ECONOMIA

Kering registra leve alta na receita do segundo trimestre

Grupo de luxo, dono da Gucci, teve receita de 3,65 bilhões de euros no período encerrado em junho.

Por Estadao Conteudo Publicado em 28/07/2026 às 20:55
Imagem ilustrativa gerada por inteligência artificial Nano Banana (Google Imagen)

A Kering informou um aumento de receita no trimestre mais recente, enquanto o grupo francês de luxo trabalha para recuperar o apelo de suas marcas, especialmente a Gucci.

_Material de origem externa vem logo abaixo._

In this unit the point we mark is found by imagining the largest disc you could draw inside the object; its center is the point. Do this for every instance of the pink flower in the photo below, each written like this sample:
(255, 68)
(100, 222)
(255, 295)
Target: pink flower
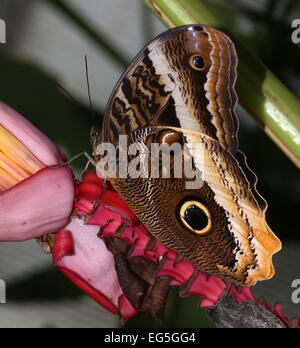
(80, 252)
(34, 199)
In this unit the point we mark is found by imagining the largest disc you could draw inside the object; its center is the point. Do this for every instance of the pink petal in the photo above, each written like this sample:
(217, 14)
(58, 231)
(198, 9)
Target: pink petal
(39, 205)
(82, 256)
(31, 137)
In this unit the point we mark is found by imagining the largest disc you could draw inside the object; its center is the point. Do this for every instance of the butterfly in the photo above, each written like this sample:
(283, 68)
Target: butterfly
(180, 90)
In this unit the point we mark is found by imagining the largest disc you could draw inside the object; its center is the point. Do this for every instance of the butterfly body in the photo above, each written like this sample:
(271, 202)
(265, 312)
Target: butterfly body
(180, 89)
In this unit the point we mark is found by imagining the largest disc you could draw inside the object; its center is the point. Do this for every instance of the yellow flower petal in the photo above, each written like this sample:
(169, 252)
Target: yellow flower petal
(6, 180)
(17, 155)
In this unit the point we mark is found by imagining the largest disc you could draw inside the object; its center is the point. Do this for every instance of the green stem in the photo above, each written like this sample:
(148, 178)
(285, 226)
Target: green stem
(98, 38)
(265, 98)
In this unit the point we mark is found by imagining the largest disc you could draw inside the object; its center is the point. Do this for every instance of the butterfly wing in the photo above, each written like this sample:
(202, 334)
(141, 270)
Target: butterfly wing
(181, 86)
(235, 241)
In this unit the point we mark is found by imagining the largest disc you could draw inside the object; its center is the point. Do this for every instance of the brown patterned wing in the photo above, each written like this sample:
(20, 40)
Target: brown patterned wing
(184, 78)
(234, 241)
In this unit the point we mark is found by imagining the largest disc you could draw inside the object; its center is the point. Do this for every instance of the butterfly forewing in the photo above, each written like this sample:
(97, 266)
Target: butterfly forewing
(180, 88)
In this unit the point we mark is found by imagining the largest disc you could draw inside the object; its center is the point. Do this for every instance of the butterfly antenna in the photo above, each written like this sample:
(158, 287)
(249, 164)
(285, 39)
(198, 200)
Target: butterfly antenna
(94, 116)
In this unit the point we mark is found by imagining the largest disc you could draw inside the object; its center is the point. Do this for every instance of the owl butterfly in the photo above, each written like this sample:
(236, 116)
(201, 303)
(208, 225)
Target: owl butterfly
(180, 88)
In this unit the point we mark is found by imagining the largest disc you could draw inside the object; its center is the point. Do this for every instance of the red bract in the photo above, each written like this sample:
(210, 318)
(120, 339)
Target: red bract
(84, 258)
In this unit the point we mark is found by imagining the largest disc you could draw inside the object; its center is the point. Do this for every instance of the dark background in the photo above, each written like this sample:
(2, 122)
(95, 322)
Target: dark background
(45, 46)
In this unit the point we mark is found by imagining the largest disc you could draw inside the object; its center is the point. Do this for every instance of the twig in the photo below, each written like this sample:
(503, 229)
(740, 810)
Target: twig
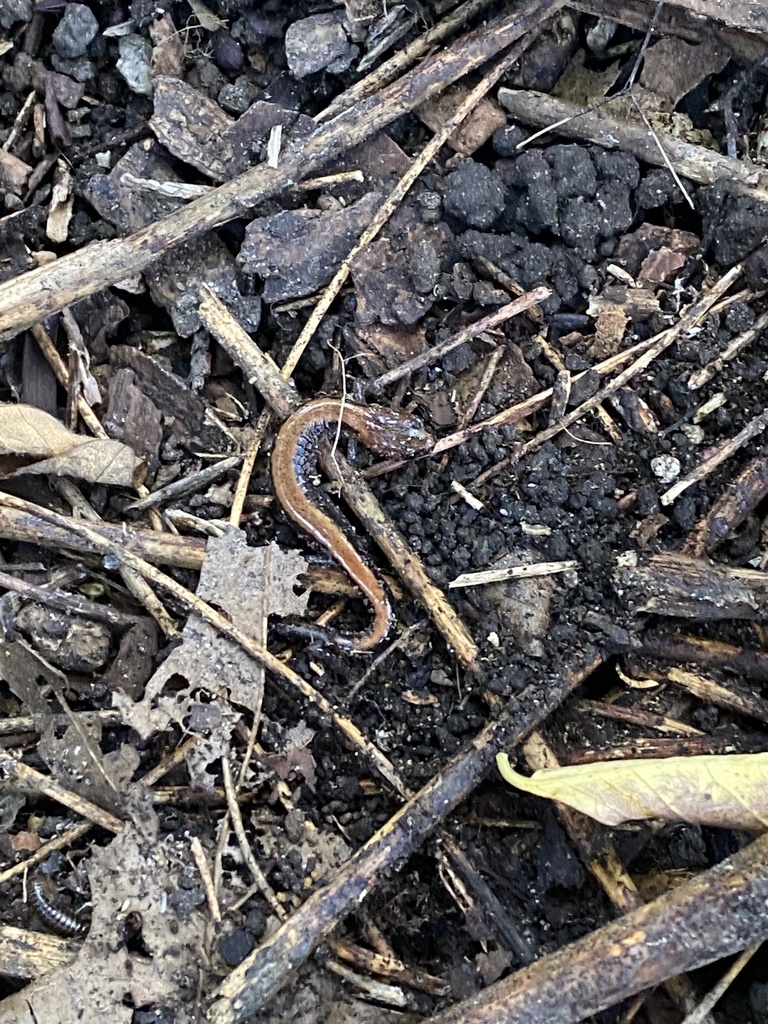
(693, 162)
(12, 771)
(59, 843)
(437, 351)
(201, 861)
(185, 485)
(262, 974)
(658, 344)
(37, 294)
(192, 603)
(723, 452)
(713, 915)
(245, 847)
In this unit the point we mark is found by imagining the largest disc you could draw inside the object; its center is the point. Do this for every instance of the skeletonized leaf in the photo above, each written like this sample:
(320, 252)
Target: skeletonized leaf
(34, 441)
(729, 791)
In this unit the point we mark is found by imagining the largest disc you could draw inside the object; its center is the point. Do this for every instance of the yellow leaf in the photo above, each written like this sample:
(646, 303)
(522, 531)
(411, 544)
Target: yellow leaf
(728, 791)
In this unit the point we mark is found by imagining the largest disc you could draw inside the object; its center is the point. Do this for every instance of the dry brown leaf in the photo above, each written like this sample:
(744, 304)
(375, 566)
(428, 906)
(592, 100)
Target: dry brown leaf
(248, 585)
(727, 791)
(29, 433)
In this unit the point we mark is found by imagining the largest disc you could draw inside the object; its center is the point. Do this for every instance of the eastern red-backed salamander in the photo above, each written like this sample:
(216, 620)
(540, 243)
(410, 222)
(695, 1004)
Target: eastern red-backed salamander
(295, 460)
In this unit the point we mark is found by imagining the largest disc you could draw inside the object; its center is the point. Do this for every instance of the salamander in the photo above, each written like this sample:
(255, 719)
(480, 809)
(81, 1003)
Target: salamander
(295, 459)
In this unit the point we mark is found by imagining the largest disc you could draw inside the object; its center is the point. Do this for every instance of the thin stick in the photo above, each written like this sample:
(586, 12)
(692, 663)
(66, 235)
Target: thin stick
(437, 351)
(659, 343)
(724, 452)
(245, 847)
(36, 294)
(193, 604)
(204, 870)
(12, 770)
(59, 843)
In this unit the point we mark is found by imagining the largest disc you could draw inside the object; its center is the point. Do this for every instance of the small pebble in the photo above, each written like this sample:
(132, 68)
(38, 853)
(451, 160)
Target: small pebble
(666, 468)
(76, 30)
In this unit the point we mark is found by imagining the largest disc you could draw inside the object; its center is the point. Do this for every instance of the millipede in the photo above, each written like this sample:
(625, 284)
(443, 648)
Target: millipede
(59, 922)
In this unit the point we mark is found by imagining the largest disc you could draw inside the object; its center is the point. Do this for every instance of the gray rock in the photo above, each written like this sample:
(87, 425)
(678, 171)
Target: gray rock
(76, 30)
(14, 10)
(315, 43)
(135, 54)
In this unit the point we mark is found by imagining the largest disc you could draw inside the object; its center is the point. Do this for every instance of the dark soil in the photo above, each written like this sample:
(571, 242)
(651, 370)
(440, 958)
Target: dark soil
(558, 214)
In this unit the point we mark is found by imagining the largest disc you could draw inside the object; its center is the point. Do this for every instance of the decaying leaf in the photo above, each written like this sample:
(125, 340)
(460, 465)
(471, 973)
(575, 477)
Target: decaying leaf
(247, 584)
(727, 790)
(135, 878)
(34, 441)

A empresa, com sede em Paris, registrou receita de 3,65 bilhões de euros (US$ 4,15 bilhões) no trimestre encerrado em junho. O resultado foi 1% maior do que um ano antes em termos reportados e 2% acima desconsiderando efeitos de câmbio e mudanças de portfólio. O resultado se compara aos 3,63 bilhões de euros esperados por analistas, segundo consenso da Visible Alpha.

"Em todo o grupo, estamos vendo sinais iniciais de progresso no desejo pelas marcas, no impulso comercial e no desempenho operacional", disse o CEO Luca de Meo.

A receita do grupo voltou a crescer no trimestre pela primeira vez desde o fim de 2023.

No início deste ano, a empresa implementou uma série de medidas de reestruturação sob a liderança de De Meo, ex-executivo do setor automotivo que assumiu como CEO da Kering em setembro de 2025.

A joia da coroa do grupo, a Gucci, registrou vendas de 1,41 bilhão de euros, queda de 3% na comparação anual em termos reportados. Apesar do recuo, a empresa observou que as novas coleções da marca continuaram ganhando tração. As vendas em lojas operadas diretamente ainda foram negativas, com queda de 2% em base comparável, mas melhoraram 7 pontos porcentuais em relação aos três meses anteriores. Isso marca a aceleração sequencial mais forte da Gucci em vários trimestres, disse a Kering.

Nos últimos anos, a Kering sofreu mais do que alguns de seus concorrentes devido ao declínio global nos gastos com artigos de luxo. A Gucci tendia a focar em designs sazonais voltados a clientes de menor poder aquisitivo, que evitam gastos excessivos em períodos de dificuldade econômica.

O lucro operacional recorrente alcançou 921 milhões de euros no primeiro semestre, estável em comparação com os mesmos meses do ano passado.